2006-02-06 08:41:45

by Knut Petersen

[permalink] [raw]
Subject: nfsroot doesn't work with intel card since 2.6.12.2/2.6.11

Hi Carlos,

Could you give some more information?

1. How do you boot the kernel? Bootrom?
If yes: Which protocol? PXE + pxelinux? Etherboot? ...

2. Does ip auto configuration (e.g. ip=dhcp at kernel command line) work?
If you do see the "IP-Config: Complete:" message while booting with
ip=dhcp or ip=bootp or if you don?t see it is a very valuable
information.

3. Does portmap lookup work? If ip auto configuration does not work and
you try to give the information on the command line, this will most
probably fail too, but please give it a try.

4. Could it be that you try to mount root using nfs version 2?
The current linux nfs 2 server is unable to serve the current nfs 2
client.
Unfortunately version 2 is the default. Add the v3 parameter:

root=/dev/nfs nfsroot=%s,rsize=8192,wsize=8192,v3


cu,
Knut


2006-02-06 14:40:08

by Carlos Carvalho

[permalink] [raw]
Subject: Re: nfsroot doesn't work with intel card since 2.6.12.2/2.6.11

Knut Petersen ([email protected]) wrote on 6 February 2006 09:42:
>1. How do you boot the kernel? Bootrom?
> If yes: Which protocol? PXE + pxelinux? Etherboot? ...
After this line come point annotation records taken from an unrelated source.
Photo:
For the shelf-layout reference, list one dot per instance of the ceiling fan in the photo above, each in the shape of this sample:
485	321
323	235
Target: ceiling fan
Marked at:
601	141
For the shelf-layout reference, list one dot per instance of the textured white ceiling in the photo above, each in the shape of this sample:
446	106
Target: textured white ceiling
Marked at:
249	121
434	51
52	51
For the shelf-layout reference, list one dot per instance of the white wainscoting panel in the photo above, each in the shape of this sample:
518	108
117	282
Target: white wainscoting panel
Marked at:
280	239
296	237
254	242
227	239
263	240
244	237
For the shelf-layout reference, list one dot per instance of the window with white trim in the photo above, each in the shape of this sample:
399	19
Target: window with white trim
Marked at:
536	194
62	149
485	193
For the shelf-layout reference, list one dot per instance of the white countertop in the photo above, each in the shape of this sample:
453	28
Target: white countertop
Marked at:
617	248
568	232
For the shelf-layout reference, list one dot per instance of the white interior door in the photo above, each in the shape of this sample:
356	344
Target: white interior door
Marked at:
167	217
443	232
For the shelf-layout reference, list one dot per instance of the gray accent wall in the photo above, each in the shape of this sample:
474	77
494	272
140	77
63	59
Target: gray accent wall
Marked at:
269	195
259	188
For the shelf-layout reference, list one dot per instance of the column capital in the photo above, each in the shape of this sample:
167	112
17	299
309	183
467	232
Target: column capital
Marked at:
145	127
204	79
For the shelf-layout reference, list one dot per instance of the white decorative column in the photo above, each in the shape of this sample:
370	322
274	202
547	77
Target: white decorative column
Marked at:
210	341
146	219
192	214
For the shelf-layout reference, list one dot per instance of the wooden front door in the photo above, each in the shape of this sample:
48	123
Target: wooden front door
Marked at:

Yes, pxe on the Intel card plus pxelinux. The machines are diskless
with Tyan S2466 motherboards. I don't use the on-board 3Com ether chip
(which works and boots fine, btw).

>2. Does ip auto configuration (e.g. ip=dhcp at kernel command line) work?
> If you do see the "IP-Config: Complete:" message while booting

Yes, this works fine. The kernel gets it from pxelinux directly via
option IPAPPEND.

Here's what I copied manually from the screen after the IP-Config:
line:

looking up port of RPC 100003/2 on 192.168.1.1 (the server)
e1000: e1000_watchdog_task: nic link is up 1000 Mbs full duplex
portmap: server 192.168.1.1 not responding, timed out
root-nfs: unable to get nfsd port number from server, using default
looking up port of RPC 100005/1 on 192.168.1.1
portmap: server 192.168.1.1 not responding, timed out
root-nfs: unable to get mountd port number from server, using default
root-nfs: server returned -5 while mounting /home/nfsroot/servers-root

I said before that there is a progressive degradation at each kernel
version. Some versions before 2.6.12.2/driver 2.6.11 there were no
portmap problems at all. 2.6.12.2/driver 2.6.11 says that it couldn't
get the port number from the server but manages to boot using the
default.

>4. Could it be that you try to mount root using nfs version 2?
> The current linux nfs 2 server is unable to serve the current nfs 2
>client.

Wonderful :-(

> Unfortunately version 2 is the default. Add the v3 parameter:
>
> root=/dev/nfs nfsroot=%s,rsize=8192,wsize=8192,v3

Why do the previous versions work? Why does 2.6.15.2 work with a
Marvell/Yukon ether chip?

Trond asked about using tcp. I prefer to use udp because it has less
overhead. This is a computing cluster, all machines are in the same
room connected to a HP 4108gl gigabit switch. It's not a cable or
switch port problem, all machines exhibit the same behavior.

2006-02-06 15:49:09

by Knut Petersen

[permalink] [raw]
Subject: Re: nfsroot doesn't work with intel card since 2.6.12.2/2.6.11

Carlos Carvalho wrote:

>Yes, this works fine. The kernel gets it from pxelinux directly via
>option IPAPPEND.
>
>Here's what I copied manually from the screen after the IP-Config:
>line:
>
>
>
That was not what I asked. Please test without ipappend
and use ip=dhcp as a kernel parameter instead. Don?t forget
to enable dhcp autoconfiguration in the kernel config ...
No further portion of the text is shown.